By HAROLD GWIN
VINDICATOR SHARON BUREAU
SHARON, Pa. -- Dr. James M. Adovasio had no idea the dig he launched near Avella, Pa., nearly 30 years ago would set the archaeological world on its ear.
The former Youngstown resident and instructor at Youngstown State University was just looking for a good location for a site where his University of Pittsburgh students could correctly learn the skills of archaeology.
What he found was a lot more.
Before the excavations at Meadowcroft Rockshelter along Cross Creek near the Ohio border just southwest of Pittsburgh, it was a commonly held belief in the archaeology community that the oldest evidence of human habitation in North America had been found at Clovis, N.M., in the early 1900s.
Material found at Clovis indicated man had been there as early as 11,500 years ago, and that supported the theory that man came to North America via the Bering Strait between Russia and Alaska around 12,000 years ago.
Adovasio said evidence uncovered at Meadowcroft in 1973 and 1974, including fire pits, flaked stones and a 3-inch-long spear point, shattered that mark, proving that humans were active in Pennsylvania thousands of years before the earliest evidence of habitation at Clovis.
Results of testing
Radio carbon dating and other testing have shown that artifacts found at Meadowcroft date back 16,000 years, before the Ice Age ended, he said. That means the earliest Bering Strait crossing more likely occurred between 20,000 and 30,000 years ago, he said.
The finds provoked widespread debate and not a little acrimony among supporters of the Clovis site theory of where the earliest Americans settled.
Adovasio, now director of the Mercyhurst Archaeological Institute at Mercyhurst College in Erie, said the attack against him and his findings was so abusive that one would think he had attacked their religion.
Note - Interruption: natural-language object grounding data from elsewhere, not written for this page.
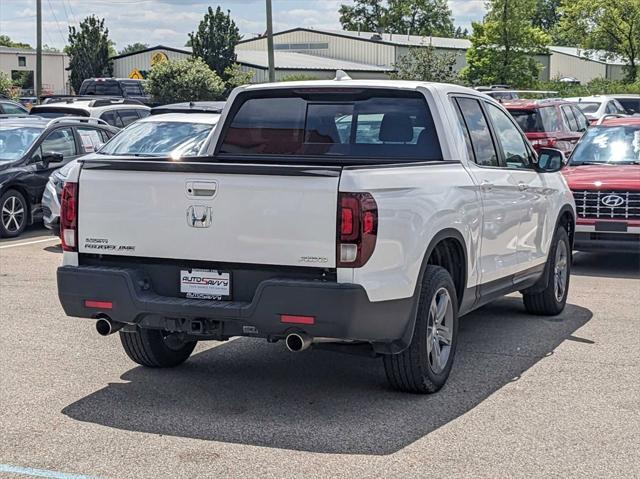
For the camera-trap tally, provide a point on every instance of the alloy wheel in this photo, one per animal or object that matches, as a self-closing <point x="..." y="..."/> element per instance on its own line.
<point x="13" y="214"/>
<point x="440" y="330"/>
<point x="560" y="271"/>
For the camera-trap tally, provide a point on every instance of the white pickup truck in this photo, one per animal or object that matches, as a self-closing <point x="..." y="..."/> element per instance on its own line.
<point x="359" y="216"/>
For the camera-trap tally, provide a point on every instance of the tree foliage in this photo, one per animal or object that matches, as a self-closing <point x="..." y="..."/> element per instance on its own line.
<point x="215" y="40"/>
<point x="414" y="17"/>
<point x="503" y="45"/>
<point x="426" y="64"/>
<point x="5" y="41"/>
<point x="6" y="86"/>
<point x="611" y="25"/>
<point x="183" y="80"/>
<point x="89" y="51"/>
<point x="133" y="48"/>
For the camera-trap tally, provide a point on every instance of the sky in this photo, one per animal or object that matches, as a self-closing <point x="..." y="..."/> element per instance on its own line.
<point x="168" y="22"/>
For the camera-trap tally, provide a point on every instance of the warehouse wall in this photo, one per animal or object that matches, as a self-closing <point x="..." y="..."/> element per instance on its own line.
<point x="54" y="76"/>
<point x="122" y="67"/>
<point x="569" y="66"/>
<point x="337" y="47"/>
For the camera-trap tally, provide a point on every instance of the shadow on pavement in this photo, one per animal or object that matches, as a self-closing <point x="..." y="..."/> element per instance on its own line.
<point x="254" y="393"/>
<point x="607" y="265"/>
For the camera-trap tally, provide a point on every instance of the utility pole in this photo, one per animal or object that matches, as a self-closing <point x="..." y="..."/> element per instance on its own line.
<point x="272" y="71"/>
<point x="38" y="49"/>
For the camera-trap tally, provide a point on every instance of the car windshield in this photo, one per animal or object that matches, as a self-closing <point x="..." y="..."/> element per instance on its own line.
<point x="16" y="140"/>
<point x="589" y="107"/>
<point x="539" y="120"/>
<point x="608" y="145"/>
<point x="159" y="138"/>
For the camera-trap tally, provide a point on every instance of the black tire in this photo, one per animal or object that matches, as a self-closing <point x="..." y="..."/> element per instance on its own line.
<point x="550" y="301"/>
<point x="155" y="348"/>
<point x="413" y="370"/>
<point x="12" y="225"/>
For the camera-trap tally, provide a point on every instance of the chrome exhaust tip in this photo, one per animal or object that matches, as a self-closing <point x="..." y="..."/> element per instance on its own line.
<point x="297" y="342"/>
<point x="105" y="327"/>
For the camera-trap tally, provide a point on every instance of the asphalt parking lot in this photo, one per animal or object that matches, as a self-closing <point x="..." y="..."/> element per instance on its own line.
<point x="528" y="396"/>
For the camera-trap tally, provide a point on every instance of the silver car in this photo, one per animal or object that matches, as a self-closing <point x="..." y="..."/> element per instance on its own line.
<point x="169" y="134"/>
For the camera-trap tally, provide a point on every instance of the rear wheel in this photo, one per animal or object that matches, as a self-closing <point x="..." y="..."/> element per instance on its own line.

Today, all but the most adamant Clovis supporters accept the findings at Meadowcroft, he said, noting that subsequent finds elsewhere in the Americas older than Clovis helped to change a lot of people's minds.
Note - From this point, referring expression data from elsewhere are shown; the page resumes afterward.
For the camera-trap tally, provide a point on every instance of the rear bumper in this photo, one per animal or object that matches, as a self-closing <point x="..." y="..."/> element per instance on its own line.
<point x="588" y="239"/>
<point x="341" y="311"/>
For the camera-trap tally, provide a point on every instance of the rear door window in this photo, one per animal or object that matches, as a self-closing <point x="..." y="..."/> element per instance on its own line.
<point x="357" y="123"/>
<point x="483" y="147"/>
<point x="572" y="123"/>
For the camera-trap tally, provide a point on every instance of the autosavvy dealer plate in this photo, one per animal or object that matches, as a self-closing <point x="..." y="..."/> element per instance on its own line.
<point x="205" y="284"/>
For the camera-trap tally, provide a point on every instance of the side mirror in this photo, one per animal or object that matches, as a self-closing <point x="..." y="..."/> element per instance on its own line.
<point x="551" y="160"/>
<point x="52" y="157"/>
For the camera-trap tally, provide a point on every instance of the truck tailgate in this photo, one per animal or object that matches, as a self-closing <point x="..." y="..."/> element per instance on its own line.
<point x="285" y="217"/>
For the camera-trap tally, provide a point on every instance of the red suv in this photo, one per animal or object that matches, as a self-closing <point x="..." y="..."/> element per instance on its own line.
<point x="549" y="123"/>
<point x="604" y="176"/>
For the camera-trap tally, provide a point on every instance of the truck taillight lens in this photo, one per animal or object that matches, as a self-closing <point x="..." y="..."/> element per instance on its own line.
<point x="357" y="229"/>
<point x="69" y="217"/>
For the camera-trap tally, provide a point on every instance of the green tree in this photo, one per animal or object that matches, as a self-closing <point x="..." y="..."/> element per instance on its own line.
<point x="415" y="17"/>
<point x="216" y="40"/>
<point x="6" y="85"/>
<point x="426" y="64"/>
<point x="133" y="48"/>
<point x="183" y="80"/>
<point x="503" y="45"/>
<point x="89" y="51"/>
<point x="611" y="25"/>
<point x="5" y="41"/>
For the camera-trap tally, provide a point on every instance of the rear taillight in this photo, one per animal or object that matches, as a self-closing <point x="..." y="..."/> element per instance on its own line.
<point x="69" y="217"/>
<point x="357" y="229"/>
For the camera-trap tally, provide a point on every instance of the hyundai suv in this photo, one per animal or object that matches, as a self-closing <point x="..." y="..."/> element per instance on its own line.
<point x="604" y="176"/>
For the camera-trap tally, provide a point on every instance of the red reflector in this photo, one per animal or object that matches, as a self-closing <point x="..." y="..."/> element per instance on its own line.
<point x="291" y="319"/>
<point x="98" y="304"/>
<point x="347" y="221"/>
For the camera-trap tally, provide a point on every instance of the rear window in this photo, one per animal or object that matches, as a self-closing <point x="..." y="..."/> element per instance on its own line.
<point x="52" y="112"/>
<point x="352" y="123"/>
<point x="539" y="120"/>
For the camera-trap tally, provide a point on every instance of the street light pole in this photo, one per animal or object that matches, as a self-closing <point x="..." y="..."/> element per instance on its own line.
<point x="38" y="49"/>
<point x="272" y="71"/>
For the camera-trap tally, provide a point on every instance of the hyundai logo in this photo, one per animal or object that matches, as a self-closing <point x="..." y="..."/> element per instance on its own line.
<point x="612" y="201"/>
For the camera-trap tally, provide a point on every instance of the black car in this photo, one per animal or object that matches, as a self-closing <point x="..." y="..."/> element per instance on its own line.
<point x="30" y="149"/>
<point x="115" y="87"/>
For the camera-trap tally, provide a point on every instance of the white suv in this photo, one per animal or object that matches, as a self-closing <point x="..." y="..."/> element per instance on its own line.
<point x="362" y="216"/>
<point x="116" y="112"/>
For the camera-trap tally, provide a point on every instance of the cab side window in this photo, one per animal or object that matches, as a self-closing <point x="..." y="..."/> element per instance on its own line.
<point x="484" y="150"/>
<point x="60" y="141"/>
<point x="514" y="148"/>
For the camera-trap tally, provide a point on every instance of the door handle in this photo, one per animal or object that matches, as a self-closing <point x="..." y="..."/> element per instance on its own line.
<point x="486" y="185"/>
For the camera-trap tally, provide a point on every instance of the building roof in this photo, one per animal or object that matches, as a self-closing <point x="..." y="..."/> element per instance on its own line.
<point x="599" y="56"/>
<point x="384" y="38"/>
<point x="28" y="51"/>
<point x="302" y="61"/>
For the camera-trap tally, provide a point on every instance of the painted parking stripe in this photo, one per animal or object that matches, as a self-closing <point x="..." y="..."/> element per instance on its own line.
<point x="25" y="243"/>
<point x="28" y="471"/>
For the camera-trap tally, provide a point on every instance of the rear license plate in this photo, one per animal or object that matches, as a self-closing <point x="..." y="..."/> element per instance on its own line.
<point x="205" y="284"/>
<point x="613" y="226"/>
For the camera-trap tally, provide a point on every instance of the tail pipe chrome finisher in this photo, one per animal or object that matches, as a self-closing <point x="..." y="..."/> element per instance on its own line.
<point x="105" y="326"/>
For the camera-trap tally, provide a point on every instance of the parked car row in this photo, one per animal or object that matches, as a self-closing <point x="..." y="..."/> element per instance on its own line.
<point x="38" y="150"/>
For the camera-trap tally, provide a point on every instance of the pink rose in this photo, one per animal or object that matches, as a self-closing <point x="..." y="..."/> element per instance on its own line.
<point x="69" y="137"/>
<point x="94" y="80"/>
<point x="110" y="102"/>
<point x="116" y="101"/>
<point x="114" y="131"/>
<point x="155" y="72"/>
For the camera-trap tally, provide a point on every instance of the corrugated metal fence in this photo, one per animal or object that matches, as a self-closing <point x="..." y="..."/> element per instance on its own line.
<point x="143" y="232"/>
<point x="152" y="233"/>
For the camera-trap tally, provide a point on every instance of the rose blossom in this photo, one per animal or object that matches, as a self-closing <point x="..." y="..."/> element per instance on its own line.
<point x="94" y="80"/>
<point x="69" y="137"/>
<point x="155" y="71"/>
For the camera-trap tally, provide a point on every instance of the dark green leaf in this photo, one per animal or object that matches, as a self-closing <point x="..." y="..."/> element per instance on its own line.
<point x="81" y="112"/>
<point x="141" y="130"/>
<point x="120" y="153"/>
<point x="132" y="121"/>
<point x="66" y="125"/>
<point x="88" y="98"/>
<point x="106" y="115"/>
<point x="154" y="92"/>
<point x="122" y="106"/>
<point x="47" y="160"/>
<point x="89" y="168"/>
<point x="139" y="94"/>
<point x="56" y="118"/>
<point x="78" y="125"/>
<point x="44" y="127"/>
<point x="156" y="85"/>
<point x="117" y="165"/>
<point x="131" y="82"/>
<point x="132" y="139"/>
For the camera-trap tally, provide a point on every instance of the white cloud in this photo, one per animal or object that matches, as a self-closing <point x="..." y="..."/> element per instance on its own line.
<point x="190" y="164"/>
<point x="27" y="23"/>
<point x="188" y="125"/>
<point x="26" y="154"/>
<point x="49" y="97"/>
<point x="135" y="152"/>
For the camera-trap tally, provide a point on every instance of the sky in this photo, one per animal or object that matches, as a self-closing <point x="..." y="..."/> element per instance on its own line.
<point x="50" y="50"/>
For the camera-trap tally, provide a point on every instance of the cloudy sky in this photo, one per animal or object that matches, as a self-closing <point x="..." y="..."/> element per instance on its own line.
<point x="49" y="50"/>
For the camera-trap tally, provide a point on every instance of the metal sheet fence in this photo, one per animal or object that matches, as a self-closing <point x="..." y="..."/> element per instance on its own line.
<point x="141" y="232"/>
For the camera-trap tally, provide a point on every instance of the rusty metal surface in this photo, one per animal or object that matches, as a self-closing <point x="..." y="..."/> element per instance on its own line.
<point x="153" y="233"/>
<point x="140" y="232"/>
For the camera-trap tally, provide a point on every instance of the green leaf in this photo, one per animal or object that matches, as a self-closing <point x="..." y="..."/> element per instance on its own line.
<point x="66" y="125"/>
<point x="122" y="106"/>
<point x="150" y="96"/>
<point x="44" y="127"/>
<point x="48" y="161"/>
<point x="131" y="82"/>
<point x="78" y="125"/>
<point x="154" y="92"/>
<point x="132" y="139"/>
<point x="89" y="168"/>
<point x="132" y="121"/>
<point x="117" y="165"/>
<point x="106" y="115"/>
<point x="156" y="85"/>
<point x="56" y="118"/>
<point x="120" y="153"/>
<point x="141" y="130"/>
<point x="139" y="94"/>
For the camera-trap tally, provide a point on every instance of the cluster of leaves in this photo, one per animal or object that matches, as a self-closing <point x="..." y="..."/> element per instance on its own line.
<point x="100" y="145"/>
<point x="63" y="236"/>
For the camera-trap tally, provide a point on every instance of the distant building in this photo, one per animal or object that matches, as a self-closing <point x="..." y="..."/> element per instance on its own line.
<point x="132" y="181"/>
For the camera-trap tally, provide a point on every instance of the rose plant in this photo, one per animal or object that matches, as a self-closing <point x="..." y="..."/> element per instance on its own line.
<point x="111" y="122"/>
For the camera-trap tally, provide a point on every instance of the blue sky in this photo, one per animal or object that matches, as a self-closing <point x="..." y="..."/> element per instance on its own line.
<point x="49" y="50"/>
He's put the story of Meadowcroft, as well as the history of the examination of the peopling of the Americas, in a book co-written with Jake Page, a former editor of Natural History magazine and science editor of Smithsonian magazine.
His book, "The First Americans: In Pursuit of Archaeology's Greatest Mystery," has been published by Random House and came out in late August.
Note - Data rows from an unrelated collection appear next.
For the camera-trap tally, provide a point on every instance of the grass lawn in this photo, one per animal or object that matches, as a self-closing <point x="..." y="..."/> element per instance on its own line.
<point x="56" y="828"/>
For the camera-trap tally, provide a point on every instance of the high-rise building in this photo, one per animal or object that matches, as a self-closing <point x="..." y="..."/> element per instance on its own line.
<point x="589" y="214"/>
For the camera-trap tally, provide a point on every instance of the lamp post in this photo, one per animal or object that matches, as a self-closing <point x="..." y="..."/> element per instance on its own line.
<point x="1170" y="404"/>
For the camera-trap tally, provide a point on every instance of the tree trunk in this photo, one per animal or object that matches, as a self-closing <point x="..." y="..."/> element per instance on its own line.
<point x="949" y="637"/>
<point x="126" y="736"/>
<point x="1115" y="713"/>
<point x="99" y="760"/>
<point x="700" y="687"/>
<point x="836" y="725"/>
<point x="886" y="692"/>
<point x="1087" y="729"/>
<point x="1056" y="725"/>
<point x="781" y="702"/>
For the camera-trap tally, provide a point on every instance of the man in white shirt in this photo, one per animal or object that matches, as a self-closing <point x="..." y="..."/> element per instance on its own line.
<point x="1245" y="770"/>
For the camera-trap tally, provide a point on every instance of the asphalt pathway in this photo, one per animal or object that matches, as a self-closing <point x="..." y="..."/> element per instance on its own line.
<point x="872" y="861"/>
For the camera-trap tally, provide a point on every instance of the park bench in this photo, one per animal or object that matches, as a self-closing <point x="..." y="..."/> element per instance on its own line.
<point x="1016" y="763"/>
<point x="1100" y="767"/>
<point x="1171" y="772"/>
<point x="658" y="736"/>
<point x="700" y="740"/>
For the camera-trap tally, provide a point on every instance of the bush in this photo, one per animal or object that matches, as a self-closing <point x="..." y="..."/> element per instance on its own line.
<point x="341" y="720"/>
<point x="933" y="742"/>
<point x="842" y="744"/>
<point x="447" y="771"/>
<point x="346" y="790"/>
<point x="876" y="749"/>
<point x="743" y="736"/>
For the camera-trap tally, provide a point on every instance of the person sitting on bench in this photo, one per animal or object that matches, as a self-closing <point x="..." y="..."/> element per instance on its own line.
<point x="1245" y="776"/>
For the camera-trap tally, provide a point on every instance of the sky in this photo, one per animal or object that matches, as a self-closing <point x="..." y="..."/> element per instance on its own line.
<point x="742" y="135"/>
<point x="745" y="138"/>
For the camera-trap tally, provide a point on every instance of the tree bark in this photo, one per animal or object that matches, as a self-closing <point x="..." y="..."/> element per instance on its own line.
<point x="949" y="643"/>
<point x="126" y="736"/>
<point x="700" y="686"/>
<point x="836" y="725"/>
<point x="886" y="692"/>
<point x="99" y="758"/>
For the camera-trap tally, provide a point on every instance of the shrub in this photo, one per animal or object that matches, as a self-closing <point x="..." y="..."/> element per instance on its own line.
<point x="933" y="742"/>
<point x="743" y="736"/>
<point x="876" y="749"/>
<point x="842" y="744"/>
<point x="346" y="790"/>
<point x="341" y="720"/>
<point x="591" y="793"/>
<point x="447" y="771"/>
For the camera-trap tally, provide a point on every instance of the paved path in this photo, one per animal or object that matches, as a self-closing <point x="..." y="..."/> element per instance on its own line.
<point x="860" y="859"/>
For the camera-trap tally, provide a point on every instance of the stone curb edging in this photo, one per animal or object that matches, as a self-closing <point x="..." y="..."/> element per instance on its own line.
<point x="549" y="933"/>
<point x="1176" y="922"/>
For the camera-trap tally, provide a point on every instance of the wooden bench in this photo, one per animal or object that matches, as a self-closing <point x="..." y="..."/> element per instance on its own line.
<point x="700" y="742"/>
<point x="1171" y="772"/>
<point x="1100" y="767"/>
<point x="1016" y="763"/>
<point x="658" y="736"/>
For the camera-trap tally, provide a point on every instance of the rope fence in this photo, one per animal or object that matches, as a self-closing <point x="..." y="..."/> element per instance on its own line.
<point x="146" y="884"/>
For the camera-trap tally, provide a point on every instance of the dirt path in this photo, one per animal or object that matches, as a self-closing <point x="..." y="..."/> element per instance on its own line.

The first printing of about 15,000 copies was quickly sold, primarily to a nonacademic audience, and Random House has a second printing under way, Adovasio said.
He said he didn't realize the antiquity of the rock outcropping at Meadowcroft when he first looked at it, suspecting that it might be 4,000 or 5,000 years old.
However, as work began, he said he soon realized the site was unique.
Disputing the Clovis contention as the oldest evidence of human habitation "isn't anything we set out to do," Adovasio said, adding that it's taken nearly 30 years for the findings to be accepted by the archaeology community.
The dig has turned up more than 20,000 artifacts, nearly 1 million animal bones and about 1.5 million plant remains, providing one of the longest records of early human visitation to any single spot in the entire New World, he said.
He's still the director of the Meadowcroft dig but it's only one of numerous projects he and the Mercyhurst Archaeological Institute are involved in. They've done extensive excavations in France and will go to Spain next summer. There are plans to do other digs elsewhere in the Americas as well, he said.
The institute also did the recovery work for the Sept. 11, 2001, crash of the terrorist-hijacked airliner near Shanksville, Pa., and the earlier Flight 424 crash near Pittsburgh.
Adovasio, 58, credits his mother, Lena, who still lives on Firnley Avenue in Youngstown, with whetting his appetite for archaeology. She got him interested in reading about paleontology, geology and history as a child and that interest never waned, he said.